尋ねられる度に、室井は黙って微笑むだけ。
梅雨の中休み。
鬼灯市は今年もその一瞬の晴れ間を待ち望んでいた、大勢の人で溢れている。
久しぶりに顔を出した太陽に、参道沿いの店先で買い手を待つホオズキのオレンジ色が、その太陽の色を吸って鮮やかに輝いている。
負けじと室井と青島が一緒に買い求めた鉢植えのホオズキも、抱える青島の腕の中で、一層輝く。
太陽がオレンジ色に見えるほどの暑い夏は、もうすぐそこまで来ていた。
2000・02・22UP
makke印の「ペシミスト室井さん」、本領発揮!!という感じで終わってしまいましたが・・・シュン〜☆
幸せな「一緒に暮らしてます編」を書くつもりが、どうしてこんなコトになっちゃうんでしょう?>毎回毎回
たまには、笑顔全開の二人ってモノを書いてみたいです。
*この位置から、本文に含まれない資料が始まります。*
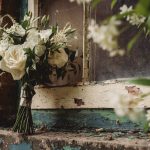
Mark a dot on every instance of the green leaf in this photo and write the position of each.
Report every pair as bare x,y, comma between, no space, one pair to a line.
133,41
146,127
142,81
1,58
95,3
113,3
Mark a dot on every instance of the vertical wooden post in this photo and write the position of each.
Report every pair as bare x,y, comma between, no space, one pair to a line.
85,43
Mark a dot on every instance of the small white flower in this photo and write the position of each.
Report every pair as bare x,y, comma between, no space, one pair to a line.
135,19
148,117
45,34
33,39
106,36
58,59
125,9
60,38
14,61
16,29
39,50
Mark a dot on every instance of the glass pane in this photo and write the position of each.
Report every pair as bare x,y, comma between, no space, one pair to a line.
137,63
61,12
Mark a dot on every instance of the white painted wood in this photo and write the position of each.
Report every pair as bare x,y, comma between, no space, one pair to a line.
93,96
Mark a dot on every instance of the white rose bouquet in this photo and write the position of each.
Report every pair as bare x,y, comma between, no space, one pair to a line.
30,54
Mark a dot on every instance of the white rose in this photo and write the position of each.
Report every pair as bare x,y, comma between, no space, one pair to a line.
16,28
14,61
40,50
58,59
45,34
33,36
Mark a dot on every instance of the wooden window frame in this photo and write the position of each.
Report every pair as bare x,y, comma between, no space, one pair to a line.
86,95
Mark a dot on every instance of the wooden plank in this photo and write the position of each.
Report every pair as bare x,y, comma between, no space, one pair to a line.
85,96
73,120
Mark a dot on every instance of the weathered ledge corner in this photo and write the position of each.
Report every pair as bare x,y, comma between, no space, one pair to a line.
74,141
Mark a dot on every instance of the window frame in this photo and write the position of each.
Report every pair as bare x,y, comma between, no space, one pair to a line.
91,94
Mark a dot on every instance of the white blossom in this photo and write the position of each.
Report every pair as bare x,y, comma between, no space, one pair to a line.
58,59
125,9
106,36
148,117
33,39
14,61
45,34
39,50
16,29
133,18
81,1
60,38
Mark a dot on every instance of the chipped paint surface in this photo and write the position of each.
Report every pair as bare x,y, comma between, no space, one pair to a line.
77,141
22,146
72,120
93,96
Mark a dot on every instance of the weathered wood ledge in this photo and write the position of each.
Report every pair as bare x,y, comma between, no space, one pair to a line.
75,141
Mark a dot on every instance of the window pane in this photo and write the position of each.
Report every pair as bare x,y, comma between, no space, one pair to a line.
137,63
61,12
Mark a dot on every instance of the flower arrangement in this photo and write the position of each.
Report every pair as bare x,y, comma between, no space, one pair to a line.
30,54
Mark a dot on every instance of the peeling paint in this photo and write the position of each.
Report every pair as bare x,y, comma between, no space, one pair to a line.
22,146
72,120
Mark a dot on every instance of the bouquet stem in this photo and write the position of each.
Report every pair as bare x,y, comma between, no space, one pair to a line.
24,122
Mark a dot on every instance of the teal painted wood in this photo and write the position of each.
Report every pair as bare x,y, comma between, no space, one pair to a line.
83,119
22,146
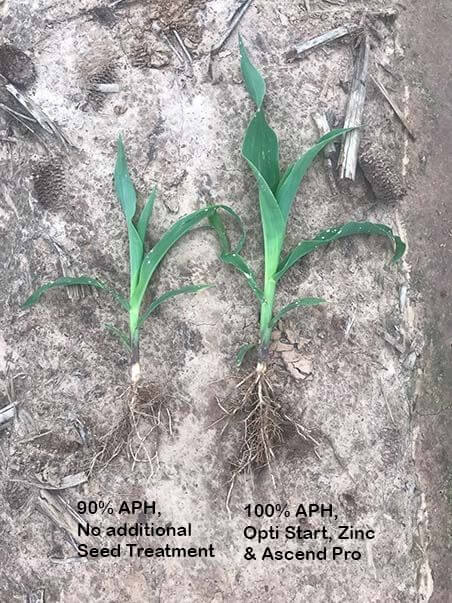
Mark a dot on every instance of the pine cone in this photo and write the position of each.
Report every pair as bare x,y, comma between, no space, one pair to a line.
379,171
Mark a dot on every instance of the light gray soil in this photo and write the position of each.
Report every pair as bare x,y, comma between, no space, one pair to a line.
379,411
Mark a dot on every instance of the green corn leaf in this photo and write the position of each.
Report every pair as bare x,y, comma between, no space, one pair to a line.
119,335
153,258
273,225
125,190
260,147
168,295
68,281
243,351
294,174
333,234
254,82
145,216
303,301
136,251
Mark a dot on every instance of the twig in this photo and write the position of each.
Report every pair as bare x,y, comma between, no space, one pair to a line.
329,36
355,107
7,413
386,402
62,515
32,113
329,152
234,21
37,596
393,105
159,31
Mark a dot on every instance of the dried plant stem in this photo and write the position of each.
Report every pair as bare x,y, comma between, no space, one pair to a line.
264,424
355,108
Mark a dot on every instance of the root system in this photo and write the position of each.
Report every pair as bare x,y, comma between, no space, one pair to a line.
264,424
137,431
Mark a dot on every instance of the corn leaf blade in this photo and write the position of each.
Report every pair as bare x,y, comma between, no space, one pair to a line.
254,82
145,216
243,351
273,225
136,251
303,301
168,295
261,148
333,234
294,174
153,258
68,281
124,188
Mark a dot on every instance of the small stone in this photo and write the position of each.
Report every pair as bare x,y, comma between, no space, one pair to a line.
16,66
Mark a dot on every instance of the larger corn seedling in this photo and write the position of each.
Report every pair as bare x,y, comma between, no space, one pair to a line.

(><)
このお話は、昨年「ホオズキ市」をニュースで見た時にネタとして書き留めておいたモノを引っぱり出してきました。
ちょっと凹んでいたので、リハビリを兼ねて書き出すと、いつの間にやらほぼオールスター並みの登場人物が出てきて
セリフの言い回しなど、自分なりに考えてみたんですが。少しはイメージが画像として浮かんできましたでしょうか?